I made this last Wednesday, a long and tiring day in which we did a lot of work with multiple employees, and badly needed to replenish calories. Hearty and tasty, it required very little work at the end, just some preparation a few days ahead. It probably took me 20 minutes once it was time for dinner at 8:30pm. No photos, unfortunately, because my camera is dead and Joanna’s doesn’t do indoor photos well. I make variations on this kind of German cooking all winter and early spring, but finally paid attention enough to write it up this time.
Beer-marinated venison roast with gravy-noodles & sauerkraut
all quantities estimated, as I just threw this together
1-2 lb meat, in this case a venison roast
3/4 bottle good beer (the other 1/4 for the chef)
1/2-1 cup dried or chopped onions
1/2-1 cup dried or chopped tomatoes
2t caraway seeds
2T cider vinegar
2T brown sugar
Some water if necessary to nearly cover the meat
Salt as desired
I made this with our own dried onions and tomatoes, which made the preparation super-easy with no chopping needed. I like the way they worked with the liquids, but fresh produce would work too. Combine everything and let sit for a few days. When ready, stick into a 350F oven and bake for a few hours. Browning the meat would be better, but I didn’t have time as I literally came back to the house from the field just long enough to throw it in the oven for later; it came out good enough.
NOODLES & GRAVY
Some good German noodles, spaetzle or otherwise
When the meat is nearly done, melt butter in a small pan, and add flour to make a basic roux.

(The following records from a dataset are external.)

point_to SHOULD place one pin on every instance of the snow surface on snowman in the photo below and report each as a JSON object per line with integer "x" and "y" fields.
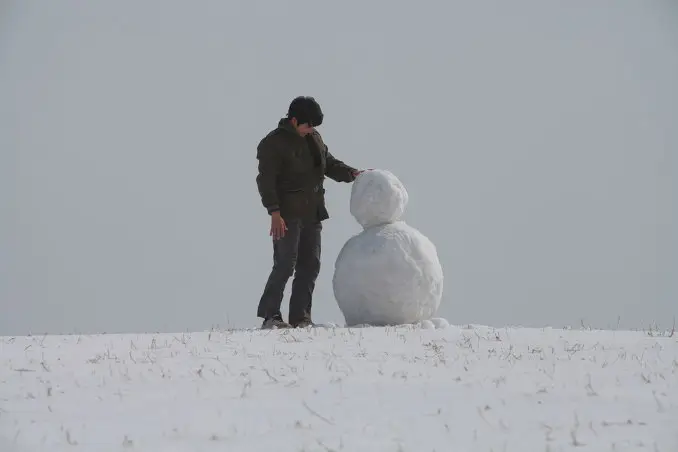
{"x": 388, "y": 274}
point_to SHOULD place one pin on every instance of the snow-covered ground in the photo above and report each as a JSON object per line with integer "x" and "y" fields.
{"x": 338, "y": 389}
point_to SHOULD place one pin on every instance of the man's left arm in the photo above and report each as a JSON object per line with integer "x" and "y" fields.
{"x": 338, "y": 170}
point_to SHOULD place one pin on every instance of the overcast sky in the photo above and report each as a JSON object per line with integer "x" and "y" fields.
{"x": 537, "y": 141}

Stir until thick and starting to brown. Drain/spoon off a good amount of the remaining liquid in the meat dish, and whisk into the roux. Keep stirring/whisking for a few minutes to produce a nice, thick gravy. It should be a good balance of sweet and sour with undertones of the onion and meat; add vinegar or sugar as necessary to get the flavor right. Meanwhile, cook the noodles in a separate pan.

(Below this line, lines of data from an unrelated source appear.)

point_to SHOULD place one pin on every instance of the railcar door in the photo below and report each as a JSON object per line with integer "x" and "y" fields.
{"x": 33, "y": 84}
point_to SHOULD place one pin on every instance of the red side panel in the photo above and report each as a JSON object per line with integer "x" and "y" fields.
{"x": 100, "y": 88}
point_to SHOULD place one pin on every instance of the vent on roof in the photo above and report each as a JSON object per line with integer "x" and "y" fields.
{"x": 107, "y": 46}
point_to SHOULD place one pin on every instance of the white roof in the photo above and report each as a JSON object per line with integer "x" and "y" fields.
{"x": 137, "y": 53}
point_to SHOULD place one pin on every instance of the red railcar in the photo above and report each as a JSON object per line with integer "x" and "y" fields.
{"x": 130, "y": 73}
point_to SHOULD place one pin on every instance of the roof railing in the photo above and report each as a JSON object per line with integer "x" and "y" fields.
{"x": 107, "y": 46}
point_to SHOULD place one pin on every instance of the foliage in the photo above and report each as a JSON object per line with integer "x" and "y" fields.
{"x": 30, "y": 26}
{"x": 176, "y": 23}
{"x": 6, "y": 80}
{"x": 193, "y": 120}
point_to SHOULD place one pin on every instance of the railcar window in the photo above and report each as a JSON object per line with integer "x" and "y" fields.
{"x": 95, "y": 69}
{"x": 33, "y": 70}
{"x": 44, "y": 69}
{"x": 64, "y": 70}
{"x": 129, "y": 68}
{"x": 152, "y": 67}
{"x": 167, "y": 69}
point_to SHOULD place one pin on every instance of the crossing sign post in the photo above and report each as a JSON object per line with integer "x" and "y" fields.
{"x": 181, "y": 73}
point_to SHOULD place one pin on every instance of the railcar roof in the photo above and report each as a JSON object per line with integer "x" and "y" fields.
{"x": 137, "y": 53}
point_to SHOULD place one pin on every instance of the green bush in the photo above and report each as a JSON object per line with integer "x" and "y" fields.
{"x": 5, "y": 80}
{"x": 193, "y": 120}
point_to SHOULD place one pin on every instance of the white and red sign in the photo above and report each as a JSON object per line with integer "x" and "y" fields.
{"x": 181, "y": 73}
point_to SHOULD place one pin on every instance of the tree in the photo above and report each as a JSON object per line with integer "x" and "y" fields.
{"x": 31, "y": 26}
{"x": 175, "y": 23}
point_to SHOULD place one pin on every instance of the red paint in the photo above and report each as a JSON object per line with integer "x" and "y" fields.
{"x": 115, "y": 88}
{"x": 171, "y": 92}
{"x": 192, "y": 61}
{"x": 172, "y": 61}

When the noodles are done, remove the meat from the oven and from its baking dish. Mix the rest of the cooking liquid, especially the onions & tomatoes, into the gravy and combine with the noodles. This should result in a thick, rich sauce on the noodles, which are then ladled onto a plate next to the carved roast. If you want, reserve a bit of the gravy to ladle over the meat, which should be tender and flake nicely. Serve with sauerkraut on the side.
In our version, we used our own venison, home-dried onions & tomatoes, home-fermented sauerkraut, and Boulevard wheat beer.